As time went by however, contradicting information on the subject matter led to the theory failing. For instance, termites and some other eusocial species such as ambrosia beetles were discovered to not use haplodiploid sex determination. And thus, essentially meant that the haplodiploid hypothesis had nothing to do with eusociality.
Standard Natural Selection
An alternative theory suggests that eusociality evolved through a series of stages of standard natural selection. These stages are as follows:
- Formation of groups within a freely mixing population due to the perceived benefits of cooperation.
- Accumulation of traits which make a group tightly formed, which therefore makes eusociality more likely.
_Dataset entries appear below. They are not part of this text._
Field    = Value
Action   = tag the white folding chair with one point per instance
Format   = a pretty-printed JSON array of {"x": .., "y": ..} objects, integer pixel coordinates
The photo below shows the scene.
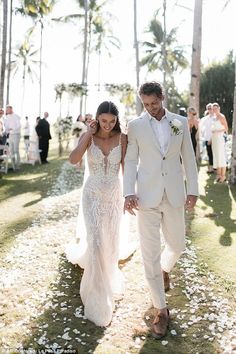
[{"x": 4, "y": 158}]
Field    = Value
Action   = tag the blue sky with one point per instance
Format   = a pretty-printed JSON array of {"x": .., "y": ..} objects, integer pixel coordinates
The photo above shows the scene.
[{"x": 64, "y": 64}]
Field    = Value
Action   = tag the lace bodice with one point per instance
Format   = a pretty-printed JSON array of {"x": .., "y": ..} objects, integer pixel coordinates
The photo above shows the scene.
[{"x": 101, "y": 165}]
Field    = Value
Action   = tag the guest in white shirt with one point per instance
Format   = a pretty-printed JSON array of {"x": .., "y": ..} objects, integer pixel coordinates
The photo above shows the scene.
[
  {"x": 26, "y": 130},
  {"x": 13, "y": 128},
  {"x": 206, "y": 134}
]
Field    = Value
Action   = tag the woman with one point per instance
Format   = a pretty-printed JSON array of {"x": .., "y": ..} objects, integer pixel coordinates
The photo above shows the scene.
[
  {"x": 219, "y": 127},
  {"x": 193, "y": 126},
  {"x": 98, "y": 251}
]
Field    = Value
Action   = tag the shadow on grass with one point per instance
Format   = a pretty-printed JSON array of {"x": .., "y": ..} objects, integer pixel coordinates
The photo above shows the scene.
[
  {"x": 219, "y": 199},
  {"x": 177, "y": 344},
  {"x": 10, "y": 231},
  {"x": 38, "y": 178},
  {"x": 60, "y": 317}
]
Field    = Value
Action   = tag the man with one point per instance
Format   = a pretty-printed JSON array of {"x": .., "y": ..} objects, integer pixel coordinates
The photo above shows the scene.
[
  {"x": 13, "y": 130},
  {"x": 158, "y": 144},
  {"x": 206, "y": 133},
  {"x": 43, "y": 131},
  {"x": 26, "y": 130}
]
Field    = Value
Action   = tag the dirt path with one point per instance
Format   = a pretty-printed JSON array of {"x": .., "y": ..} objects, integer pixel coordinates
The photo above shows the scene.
[{"x": 40, "y": 306}]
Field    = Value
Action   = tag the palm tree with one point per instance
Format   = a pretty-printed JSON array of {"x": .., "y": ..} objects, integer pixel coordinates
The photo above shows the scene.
[
  {"x": 25, "y": 65},
  {"x": 9, "y": 53},
  {"x": 136, "y": 46},
  {"x": 37, "y": 11},
  {"x": 95, "y": 31},
  {"x": 4, "y": 51},
  {"x": 162, "y": 42},
  {"x": 196, "y": 56},
  {"x": 232, "y": 178}
]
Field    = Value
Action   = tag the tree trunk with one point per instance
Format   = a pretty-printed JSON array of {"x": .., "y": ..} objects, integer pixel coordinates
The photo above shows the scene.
[
  {"x": 4, "y": 52},
  {"x": 136, "y": 46},
  {"x": 40, "y": 67},
  {"x": 9, "y": 55},
  {"x": 84, "y": 51},
  {"x": 232, "y": 179},
  {"x": 196, "y": 56},
  {"x": 164, "y": 53}
]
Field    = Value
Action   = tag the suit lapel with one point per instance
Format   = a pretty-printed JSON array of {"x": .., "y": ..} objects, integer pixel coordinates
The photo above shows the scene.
[{"x": 150, "y": 132}]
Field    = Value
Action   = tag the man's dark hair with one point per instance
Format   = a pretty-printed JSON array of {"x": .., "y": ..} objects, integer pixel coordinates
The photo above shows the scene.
[{"x": 151, "y": 88}]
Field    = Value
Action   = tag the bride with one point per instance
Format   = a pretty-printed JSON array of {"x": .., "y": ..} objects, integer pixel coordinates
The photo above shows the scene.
[{"x": 100, "y": 214}]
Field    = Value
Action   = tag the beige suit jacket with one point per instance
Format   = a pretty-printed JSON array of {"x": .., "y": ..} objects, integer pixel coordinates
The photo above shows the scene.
[{"x": 148, "y": 173}]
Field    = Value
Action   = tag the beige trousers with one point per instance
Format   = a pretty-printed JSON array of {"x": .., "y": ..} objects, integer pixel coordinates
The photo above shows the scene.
[{"x": 155, "y": 259}]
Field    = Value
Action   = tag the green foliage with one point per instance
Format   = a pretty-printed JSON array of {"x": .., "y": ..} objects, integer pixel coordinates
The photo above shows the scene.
[
  {"x": 217, "y": 85},
  {"x": 154, "y": 59},
  {"x": 63, "y": 126},
  {"x": 36, "y": 8},
  {"x": 73, "y": 90},
  {"x": 126, "y": 93}
]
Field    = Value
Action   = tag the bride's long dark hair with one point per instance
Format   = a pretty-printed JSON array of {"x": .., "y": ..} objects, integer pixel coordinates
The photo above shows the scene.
[{"x": 109, "y": 107}]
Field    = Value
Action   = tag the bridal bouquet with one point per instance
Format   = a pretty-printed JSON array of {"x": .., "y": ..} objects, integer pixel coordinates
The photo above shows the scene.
[
  {"x": 77, "y": 128},
  {"x": 175, "y": 125}
]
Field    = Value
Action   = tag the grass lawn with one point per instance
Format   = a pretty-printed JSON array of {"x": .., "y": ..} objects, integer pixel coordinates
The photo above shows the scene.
[
  {"x": 213, "y": 230},
  {"x": 53, "y": 287},
  {"x": 20, "y": 191}
]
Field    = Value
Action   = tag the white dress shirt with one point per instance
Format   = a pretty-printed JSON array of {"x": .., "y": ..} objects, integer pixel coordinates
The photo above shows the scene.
[
  {"x": 12, "y": 124},
  {"x": 205, "y": 127},
  {"x": 162, "y": 132}
]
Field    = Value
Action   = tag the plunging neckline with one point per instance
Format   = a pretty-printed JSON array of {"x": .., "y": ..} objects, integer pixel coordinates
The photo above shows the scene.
[
  {"x": 113, "y": 148},
  {"x": 98, "y": 147}
]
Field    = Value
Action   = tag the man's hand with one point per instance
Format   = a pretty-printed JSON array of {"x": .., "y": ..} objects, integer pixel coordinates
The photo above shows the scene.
[
  {"x": 131, "y": 202},
  {"x": 190, "y": 202}
]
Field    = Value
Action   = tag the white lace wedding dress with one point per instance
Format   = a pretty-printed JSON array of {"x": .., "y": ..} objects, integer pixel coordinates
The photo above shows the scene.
[{"x": 98, "y": 230}]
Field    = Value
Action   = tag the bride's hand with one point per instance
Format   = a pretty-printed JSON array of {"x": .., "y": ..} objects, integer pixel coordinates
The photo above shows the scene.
[
  {"x": 131, "y": 202},
  {"x": 93, "y": 126}
]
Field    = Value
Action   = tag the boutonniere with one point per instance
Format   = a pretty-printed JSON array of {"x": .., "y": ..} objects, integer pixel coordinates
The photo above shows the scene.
[{"x": 175, "y": 125}]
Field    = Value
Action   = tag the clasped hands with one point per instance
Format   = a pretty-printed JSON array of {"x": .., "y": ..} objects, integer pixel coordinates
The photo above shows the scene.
[{"x": 131, "y": 202}]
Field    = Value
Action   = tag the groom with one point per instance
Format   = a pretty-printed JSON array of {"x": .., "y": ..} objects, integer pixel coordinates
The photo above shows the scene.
[{"x": 159, "y": 158}]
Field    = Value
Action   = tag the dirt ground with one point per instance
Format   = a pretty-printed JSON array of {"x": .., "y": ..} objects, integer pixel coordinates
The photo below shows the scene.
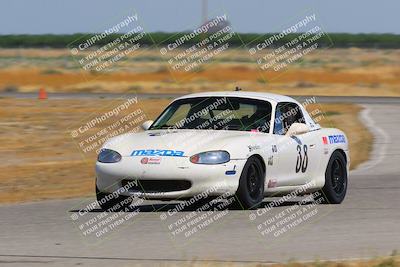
[
  {"x": 353, "y": 71},
  {"x": 42, "y": 158}
]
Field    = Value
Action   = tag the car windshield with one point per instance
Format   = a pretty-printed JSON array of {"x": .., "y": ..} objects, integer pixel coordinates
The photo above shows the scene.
[{"x": 217, "y": 113}]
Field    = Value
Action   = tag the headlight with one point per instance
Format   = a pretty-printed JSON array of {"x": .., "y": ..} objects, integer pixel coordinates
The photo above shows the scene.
[
  {"x": 108, "y": 156},
  {"x": 210, "y": 157}
]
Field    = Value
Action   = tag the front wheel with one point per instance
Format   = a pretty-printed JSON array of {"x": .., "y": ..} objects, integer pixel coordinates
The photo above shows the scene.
[
  {"x": 251, "y": 184},
  {"x": 335, "y": 186}
]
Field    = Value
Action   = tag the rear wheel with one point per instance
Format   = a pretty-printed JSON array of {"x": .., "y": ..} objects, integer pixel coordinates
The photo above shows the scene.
[
  {"x": 334, "y": 190},
  {"x": 251, "y": 184},
  {"x": 109, "y": 202}
]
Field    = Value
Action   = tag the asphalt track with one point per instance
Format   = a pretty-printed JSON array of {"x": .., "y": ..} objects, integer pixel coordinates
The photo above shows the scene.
[{"x": 365, "y": 225}]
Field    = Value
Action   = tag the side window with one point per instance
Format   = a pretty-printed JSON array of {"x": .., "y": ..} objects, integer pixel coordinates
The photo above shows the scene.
[{"x": 286, "y": 114}]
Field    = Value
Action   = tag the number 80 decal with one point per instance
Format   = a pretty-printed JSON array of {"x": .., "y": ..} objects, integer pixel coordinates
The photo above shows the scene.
[{"x": 302, "y": 160}]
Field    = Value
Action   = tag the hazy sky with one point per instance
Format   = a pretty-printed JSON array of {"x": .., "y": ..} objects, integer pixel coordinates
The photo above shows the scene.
[{"x": 70, "y": 16}]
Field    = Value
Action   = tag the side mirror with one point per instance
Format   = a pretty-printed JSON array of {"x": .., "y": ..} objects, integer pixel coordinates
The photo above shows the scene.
[
  {"x": 298, "y": 128},
  {"x": 146, "y": 125}
]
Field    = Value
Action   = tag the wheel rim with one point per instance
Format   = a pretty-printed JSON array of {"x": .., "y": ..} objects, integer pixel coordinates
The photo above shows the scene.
[
  {"x": 338, "y": 177},
  {"x": 253, "y": 181}
]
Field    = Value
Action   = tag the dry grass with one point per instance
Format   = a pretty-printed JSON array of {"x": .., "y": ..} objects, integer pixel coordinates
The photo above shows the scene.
[
  {"x": 358, "y": 72},
  {"x": 40, "y": 160},
  {"x": 392, "y": 261}
]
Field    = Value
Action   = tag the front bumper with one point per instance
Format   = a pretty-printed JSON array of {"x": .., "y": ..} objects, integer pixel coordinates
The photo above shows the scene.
[{"x": 215, "y": 180}]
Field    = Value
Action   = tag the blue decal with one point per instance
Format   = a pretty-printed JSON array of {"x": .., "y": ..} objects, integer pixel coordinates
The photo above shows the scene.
[
  {"x": 158, "y": 152},
  {"x": 295, "y": 138},
  {"x": 335, "y": 139}
]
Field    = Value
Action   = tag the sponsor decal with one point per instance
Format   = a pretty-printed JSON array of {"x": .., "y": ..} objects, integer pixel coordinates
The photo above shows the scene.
[
  {"x": 335, "y": 139},
  {"x": 158, "y": 152},
  {"x": 231, "y": 172},
  {"x": 272, "y": 183},
  {"x": 271, "y": 161},
  {"x": 151, "y": 160},
  {"x": 324, "y": 140},
  {"x": 252, "y": 148},
  {"x": 295, "y": 138}
]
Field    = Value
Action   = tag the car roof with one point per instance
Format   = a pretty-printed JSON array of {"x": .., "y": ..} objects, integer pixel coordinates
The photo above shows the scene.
[{"x": 258, "y": 95}]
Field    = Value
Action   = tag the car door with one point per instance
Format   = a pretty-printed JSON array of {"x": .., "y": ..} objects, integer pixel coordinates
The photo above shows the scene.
[{"x": 294, "y": 156}]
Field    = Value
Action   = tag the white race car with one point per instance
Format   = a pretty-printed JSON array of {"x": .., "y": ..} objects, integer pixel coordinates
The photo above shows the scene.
[{"x": 246, "y": 144}]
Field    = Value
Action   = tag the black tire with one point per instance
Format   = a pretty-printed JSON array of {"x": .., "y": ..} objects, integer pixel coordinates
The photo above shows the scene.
[
  {"x": 334, "y": 190},
  {"x": 250, "y": 192},
  {"x": 108, "y": 202}
]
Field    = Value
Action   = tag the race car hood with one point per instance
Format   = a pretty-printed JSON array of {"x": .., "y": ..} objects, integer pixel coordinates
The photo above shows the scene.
[{"x": 189, "y": 142}]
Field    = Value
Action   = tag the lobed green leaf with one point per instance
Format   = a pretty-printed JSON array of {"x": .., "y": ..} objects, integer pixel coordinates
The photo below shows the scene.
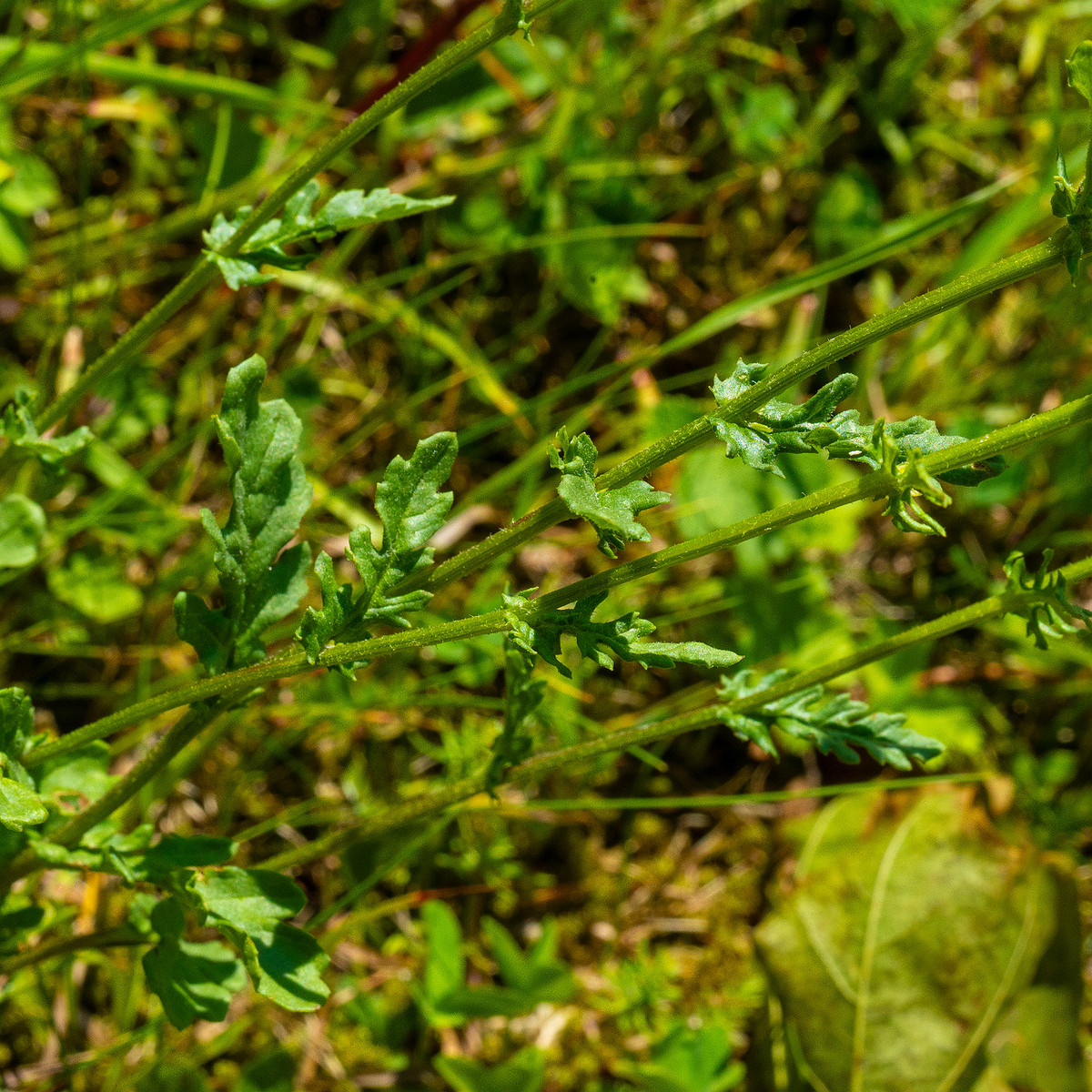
[
  {"x": 1042, "y": 599},
  {"x": 835, "y": 724},
  {"x": 541, "y": 636},
  {"x": 23, "y": 434},
  {"x": 270, "y": 494},
  {"x": 20, "y": 804},
  {"x": 300, "y": 227},
  {"x": 192, "y": 981},
  {"x": 814, "y": 426},
  {"x": 612, "y": 512},
  {"x": 412, "y": 509},
  {"x": 249, "y": 906},
  {"x": 523, "y": 694}
]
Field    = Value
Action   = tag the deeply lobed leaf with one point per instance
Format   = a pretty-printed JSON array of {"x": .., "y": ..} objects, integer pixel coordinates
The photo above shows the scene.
[
  {"x": 596, "y": 640},
  {"x": 523, "y": 694},
  {"x": 300, "y": 227},
  {"x": 835, "y": 724},
  {"x": 270, "y": 494},
  {"x": 612, "y": 512},
  {"x": 1042, "y": 599},
  {"x": 814, "y": 426},
  {"x": 194, "y": 981},
  {"x": 249, "y": 906},
  {"x": 1071, "y": 202},
  {"x": 22, "y": 432},
  {"x": 412, "y": 509}
]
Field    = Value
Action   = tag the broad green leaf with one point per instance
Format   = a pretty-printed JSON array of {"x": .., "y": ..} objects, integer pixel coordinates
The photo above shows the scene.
[
  {"x": 445, "y": 965},
  {"x": 835, "y": 724},
  {"x": 523, "y": 1073},
  {"x": 79, "y": 775},
  {"x": 689, "y": 1060},
  {"x": 538, "y": 975},
  {"x": 1079, "y": 70},
  {"x": 16, "y": 721},
  {"x": 20, "y": 805},
  {"x": 612, "y": 512},
  {"x": 270, "y": 494},
  {"x": 1042, "y": 599},
  {"x": 412, "y": 509},
  {"x": 96, "y": 589},
  {"x": 194, "y": 981},
  {"x": 22, "y": 525},
  {"x": 249, "y": 906},
  {"x": 174, "y": 852},
  {"x": 814, "y": 426},
  {"x": 300, "y": 227},
  {"x": 596, "y": 640},
  {"x": 909, "y": 940},
  {"x": 21, "y": 431}
]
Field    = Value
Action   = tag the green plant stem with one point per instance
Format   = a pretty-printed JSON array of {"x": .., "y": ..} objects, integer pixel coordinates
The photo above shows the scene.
[
  {"x": 876, "y": 484},
  {"x": 530, "y": 771},
  {"x": 205, "y": 272},
  {"x": 184, "y": 731},
  {"x": 774, "y": 796},
  {"x": 980, "y": 283},
  {"x": 120, "y": 937}
]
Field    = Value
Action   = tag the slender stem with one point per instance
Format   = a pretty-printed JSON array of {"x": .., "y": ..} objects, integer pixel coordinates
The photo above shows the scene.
[
  {"x": 876, "y": 484},
  {"x": 708, "y": 716},
  {"x": 120, "y": 937},
  {"x": 185, "y": 730},
  {"x": 205, "y": 272},
  {"x": 980, "y": 283}
]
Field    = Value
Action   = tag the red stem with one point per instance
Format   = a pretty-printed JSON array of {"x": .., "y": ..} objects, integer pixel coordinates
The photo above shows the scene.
[{"x": 420, "y": 53}]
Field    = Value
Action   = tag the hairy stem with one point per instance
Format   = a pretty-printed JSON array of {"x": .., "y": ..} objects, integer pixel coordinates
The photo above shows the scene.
[
  {"x": 205, "y": 272},
  {"x": 876, "y": 484},
  {"x": 708, "y": 716},
  {"x": 980, "y": 283}
]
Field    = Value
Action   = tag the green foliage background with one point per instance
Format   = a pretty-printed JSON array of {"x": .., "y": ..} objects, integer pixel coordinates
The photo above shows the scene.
[{"x": 643, "y": 194}]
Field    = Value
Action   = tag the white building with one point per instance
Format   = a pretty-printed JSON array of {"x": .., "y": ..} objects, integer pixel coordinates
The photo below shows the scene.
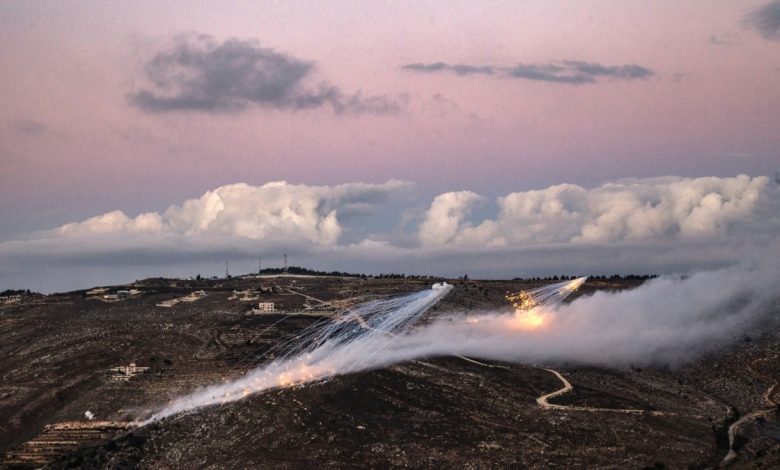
[{"x": 264, "y": 307}]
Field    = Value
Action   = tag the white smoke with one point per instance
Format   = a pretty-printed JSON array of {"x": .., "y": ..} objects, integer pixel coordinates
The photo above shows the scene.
[{"x": 665, "y": 322}]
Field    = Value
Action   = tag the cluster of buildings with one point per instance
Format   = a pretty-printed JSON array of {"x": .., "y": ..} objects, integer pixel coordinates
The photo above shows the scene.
[{"x": 104, "y": 294}]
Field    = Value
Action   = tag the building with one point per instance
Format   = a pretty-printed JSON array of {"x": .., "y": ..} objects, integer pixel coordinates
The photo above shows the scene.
[
  {"x": 125, "y": 373},
  {"x": 264, "y": 307}
]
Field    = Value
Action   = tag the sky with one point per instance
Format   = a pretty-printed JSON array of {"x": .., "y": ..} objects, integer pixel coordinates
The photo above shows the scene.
[{"x": 377, "y": 136}]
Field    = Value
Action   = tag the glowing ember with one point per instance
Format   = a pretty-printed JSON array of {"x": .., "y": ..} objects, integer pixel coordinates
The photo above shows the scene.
[
  {"x": 529, "y": 319},
  {"x": 533, "y": 307}
]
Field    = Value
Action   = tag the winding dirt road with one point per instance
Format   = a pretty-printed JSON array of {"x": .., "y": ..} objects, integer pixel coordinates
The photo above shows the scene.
[
  {"x": 543, "y": 401},
  {"x": 768, "y": 398}
]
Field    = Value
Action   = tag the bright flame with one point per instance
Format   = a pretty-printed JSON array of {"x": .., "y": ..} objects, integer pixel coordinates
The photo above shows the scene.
[
  {"x": 529, "y": 320},
  {"x": 532, "y": 307}
]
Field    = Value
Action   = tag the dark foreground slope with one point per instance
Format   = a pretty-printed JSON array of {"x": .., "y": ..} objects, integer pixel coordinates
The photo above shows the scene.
[{"x": 442, "y": 412}]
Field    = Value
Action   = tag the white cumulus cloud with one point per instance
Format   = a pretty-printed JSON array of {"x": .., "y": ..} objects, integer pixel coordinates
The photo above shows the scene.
[
  {"x": 273, "y": 211},
  {"x": 669, "y": 208}
]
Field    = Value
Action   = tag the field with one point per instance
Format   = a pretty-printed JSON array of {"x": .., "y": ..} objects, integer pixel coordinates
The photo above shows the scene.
[{"x": 56, "y": 353}]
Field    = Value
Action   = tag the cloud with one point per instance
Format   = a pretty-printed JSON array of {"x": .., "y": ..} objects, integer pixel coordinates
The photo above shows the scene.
[
  {"x": 444, "y": 219},
  {"x": 200, "y": 74},
  {"x": 629, "y": 211},
  {"x": 459, "y": 69},
  {"x": 295, "y": 214},
  {"x": 766, "y": 20},
  {"x": 647, "y": 226},
  {"x": 569, "y": 72}
]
- Emergence of eusocial alleles by either mutation or recombination which promote the persistence of the group. For example, millions of years ago, the earliest ant workers started to become wingless making them more likely to remain in their nests.
- Emergent traits created by interactions in the group become subject to environmental forces and natural selection. For instance, one hypothesized key element in the origin of eusociality is defense against enemies and how that affects the overall makeup of the group.
- Multilevel selection drives the evolution of very specialized and elaborate social systems.
While the standard natural selection theory provides a framework for how eusociality evolved, further research is necessary to pinpoint exactly how ants among other eusocial species achieved such a high form of social structure.
It goes without saying however, that like the kin selection or inclusive fitness theory, current theories on eusociality may become subject to future contradictions which may lead them to be discarded. Nonetheless, any new discoveries or ideas should only get us closer to understanding this rare phenomenon.
While rare, ants have somehow attained eusociality, a social organization characterized by division of labor and the division of adult members into reproductive and non-reproductive castes. This has allowed ants to maximize productivity and resources, and has helped them become the most numerous insects and animals in the world.
How they got there though, is still a mystery.